El día de la inauguración, la sala rebosaba de invitados, el alcalde pronunció un orgulloso discurso cantando las glorias culturales de la ciudad, que se limitaban a un maestro de obras del siglo XVII al que se atribuía la construcción del retablo de la catedral y un viejo poeta que nació aquí hace doscientos años y esparció por la capital del reino todas nuestras esencias regionales elevando el nombre de la ciudad a lo más alto del Parnaso, según el alcalde, aunque se le olvidó decir que este poeta, nació aquí porque sus padres estaban de paso —ver lo del cruce de caminos— y jamás volvió a pisar la ciudad ni la nombró en ninguno de sus poemas; no obstante tenía erigido un busto en el paseo más importante y un colegio y una calle con su nombre; y ¡Qué caramba, el poeta, lo quisiera o no, había nacido aquí!
Los caballeros asistentes, lucían sus hermosas barrigas y sus lustrosas calvas, llevando del brazo a sus enjoyadas señoras luciendo modelitos de las más famosas casas de modas, algunas con su sombrerito y todas espiándose los vestidos con disimulado interés.
Celsita llevaba un precioso vestido largo de color blanco con ráfagas que viraban ligeramente a un amarillo suave, ceñido con un cinturón negro charolado, a juego con un bolsito de ceremonia y un sombrerito de cazoleta blanco con un detalle de tul negro. El escote de estilo bañera del vestido, le dejaba un precioso marco para lucir su famoso collar de brillantes. Completaba su atuendo, un maravilloso abanico de plumas negro, que parecía ir indicando a los hombres, hacia donde debían dirigir la mirada sobre su persona.
Celsita estaba encantadora.
A medida que iban recorriendo la exposición, los comentarios de los hombres versaban sobre el dinero que valdría tal o cual pieza y las de las damas sobre con que vestido de los suyos luciría mejor la joya que tenían a la vista.
Celsita iba recorriendo la exposición en silencio y cuando llegó a la famosa esmeralda “La Lágrima de Mezcal”, se quedó extasiada mirando el fondo de la joya, como si éste fuera un profundo mar, de repente Celsita necesitó tomar aire, abrió su precioso abanico, y con el aire del abanico, un escalofrío recorrió su cuerpo, sus ojos se abrieron un poco más, sus labios se apretaron hasta parecer una línea pintada en su cara y una expresión de codicia se pudo adivinar por un momento hasta en el rictus de sus manos que parecieron adquirir la rigidez de unas garras. Doña Celsa abandonó apresuradamente la exposición, seguida por su extrañado marido.
Nadie se explicó como la joya más vigilada de la exposición pudo ser robada esa noche, pero ocurrió. Los periódicos especulaban sobre bandas de delincuentes profesionales extranjeros. La gente de la calle imaginaba intrigas de ladrones sofisticados y solitarios. Los guardas de seguridad del exterior juraban que allí no había entrado nadie.
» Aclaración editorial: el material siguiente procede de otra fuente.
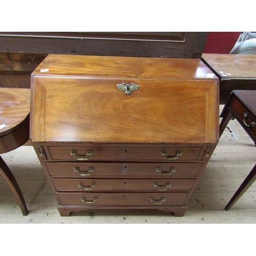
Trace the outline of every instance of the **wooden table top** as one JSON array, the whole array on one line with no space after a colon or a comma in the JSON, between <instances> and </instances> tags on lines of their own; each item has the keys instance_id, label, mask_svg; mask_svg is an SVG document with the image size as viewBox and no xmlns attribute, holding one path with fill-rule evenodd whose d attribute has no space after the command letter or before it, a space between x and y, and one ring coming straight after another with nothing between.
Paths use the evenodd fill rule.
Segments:
<instances>
[{"instance_id":1,"label":"wooden table top","mask_svg":"<svg viewBox=\"0 0 256 256\"><path fill-rule=\"evenodd\" d=\"M30 89L0 88L0 136L10 133L30 111Z\"/></svg>"},{"instance_id":2,"label":"wooden table top","mask_svg":"<svg viewBox=\"0 0 256 256\"><path fill-rule=\"evenodd\" d=\"M202 58L222 80L256 78L255 55L203 54Z\"/></svg>"},{"instance_id":3,"label":"wooden table top","mask_svg":"<svg viewBox=\"0 0 256 256\"><path fill-rule=\"evenodd\" d=\"M234 90L233 93L256 117L256 91Z\"/></svg>"}]
</instances>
La policía no podía creer, ni decir a nadie lo que las cámaras de seguridad mostraban: El reloj del sistema de seguridad marcaba las veintidós y once minutos, cuando los dos guardas del interior procedían a sacar la joya de la urna en la que estaba expuesta, para llevarla a la caja fuerte y en ese instante, una urraca entrando apretadamente, por un ventanuco inverosímilmente pequeño cerca del techo, se abalanzaba sobre “La lágrima de Mezcal”, se la arrebata de las manos a los sorprendidos guardas y, con ella en el pico, escapaba por donde había venido.
La casa de seguridad que custodiaba las joyas y la policía que apoyaba en esa custodia, ante un ridículo semejante optaron por callar y la versión de la banda de delincuentes sumamente tecnificados, se fue asentando y aunque se ha hablado mucho sobre el asunto, y aún después del tiempo se habla, nadie se explica el misterio.
Doña Celsa, todavía hoy se sobresalta, y menos que nadie se explica, cómo al día siguiente del robo, “La Lágrima de Mezcal” llegó hasta su mesilla de tocador, ni cómo su abanico apareció medio desplumado.
Su precioso abanico de plumas de urraca.